И все же не эта беда лишает сна и больше всего тревожит сейчас Ивана Алексеевича: с женой не все ладно…
Вдруг не по-больничному громкие голоса послышались в коридоре у стола дежурной медсестры. Потом возбужденный говор переместился в операционную напротив палаты Сысоева, и он распознал среди прочих голос своего врача Галины Николаевны:
— Не Молчанов бы вам фамилию, а Балаболкин! Перестаньте же наконец разговаривать — мешаете операции! Не то и рот заодно зашьем!
— Ну да! У вас и ниток суровых поди нету! Молчу, молчу, а то с вас станется — зашьете что-нибудь не так… Что делать, если я человек веселый?
— Слишком, однако, веселый! А веселиться не с чего бы: били вас, видно, ногами, могли серьезно глаза повредить.
— Ерунда! Тут сердце разбито, а его не зашьете уж!
«Дурак!» — рассердился почему-то на неизвестного мужчину Сысоев и недовольно заворочался на своей постели: кончилось его одиночество — этого разговорчивого не в меру гражданина поместят, конечно, в его палату.
Между тем дело в операционной, видно, подходило к концу: пришла медсестра в палату и стала разбирать пустовавшую постель.
— Вот вам, Сысоев, и соседа послал господин несчастный случай, — сказала она. — Теперь все будет не так, как одному!
— Да уж будет! — усмехнулся Сысоев и спросил: — Сильно побили мужчину?
— Какой там мужчина! — отмахнулась сестра. — Под носом взошло, а в голове не выросло. Пьяный еще. Немного веко порвано, сосудики заштопали — заживет как на этом самом! У таких все заживает.
А потом под руки медсестра с Галиной Николаевной ввели высоченного парня с усами и бородой. Один глаз его был забинтован, под другим красовались обведенные зеленкой ссадины и кровоподтеки.
— О, да мы тут не одни будем! — обрадовался незнакомец и даже попытался руку подать Ивану Алексеевичу из-под руки Галины Николаевны. — Будем знакомы, папаша, меня Витькой Молчановым звать!
— Угомонитесь же! — почти умоляюще попросила врач. — Какой вы, право! Ложитесь и спите — отбой у нас давно, не нарушайте покой. И головой не вертите — швы могут разойтись.
— Не могли уж покрепче пришить? Сейчас всюду борются за качество.
— И за трезвость тоже!
— Ну все, молчу как рыба, виноват, товарищи женщины, спасибо за оказанную помощь! К 8 Марта я вам цветов принесу, только утром меня обязательно выпустите отсюда, иначе я сам удеру в чем есть.
— Будет утро, будет и разговор. Все. Я, право, устала с вами, Молчанов!
— Извините, простите, будьте великодушны! До свидания.
Медработники ушли, погасили свет. Но новенький и в темноте не успокоился.
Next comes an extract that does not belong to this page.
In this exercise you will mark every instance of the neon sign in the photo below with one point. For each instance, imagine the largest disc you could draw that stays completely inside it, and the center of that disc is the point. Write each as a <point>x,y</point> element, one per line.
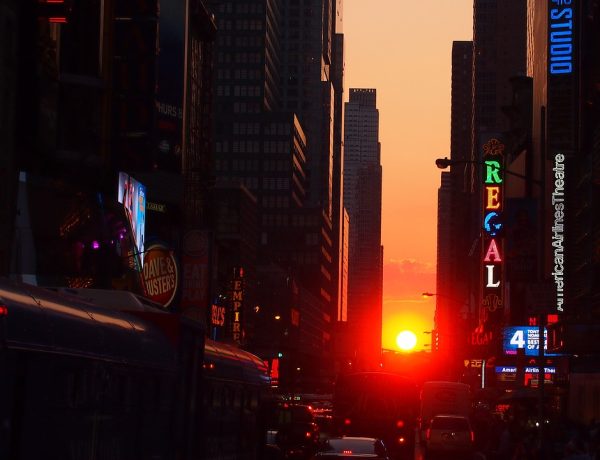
<point>237,295</point>
<point>493,204</point>
<point>558,229</point>
<point>560,38</point>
— Ты прости меня, папаша, что я пьяный немного еще, но не в этом дело — злость гадская покоя не дает! Понимаешь, я из рыбацкой путины пришел, а моя жена, можно сказать, нового мужа привела себе! Представляешь?! Уже и заявление в загс снесли будто. Конечно, я за семь месяцев только три письма прислал, но ведь ишачил как проклятый, чтоб с ней же по-человечески все оформить, чтоб в свадебное путешествие и все такое… И откуда такие прыткие соплячки берутся, скажи! Другая жена моряцкая в отсутствие мужа губы красить перестанет, кольца поснимает, платья нового не наденет, а эта!..
— Так то жена законная, а тут «жена, так можно сказать».
— А разве в штампе все дело? Мы жили ведь, я не виноват, что у меня работа такая — в море!
— Не в штампе все дело, конечно, но женщинам по самой природе противна неопределенность. Ей ведь гнездо вить свое пора пришла, детей рожать — нужен крепкий дом, надежный человек.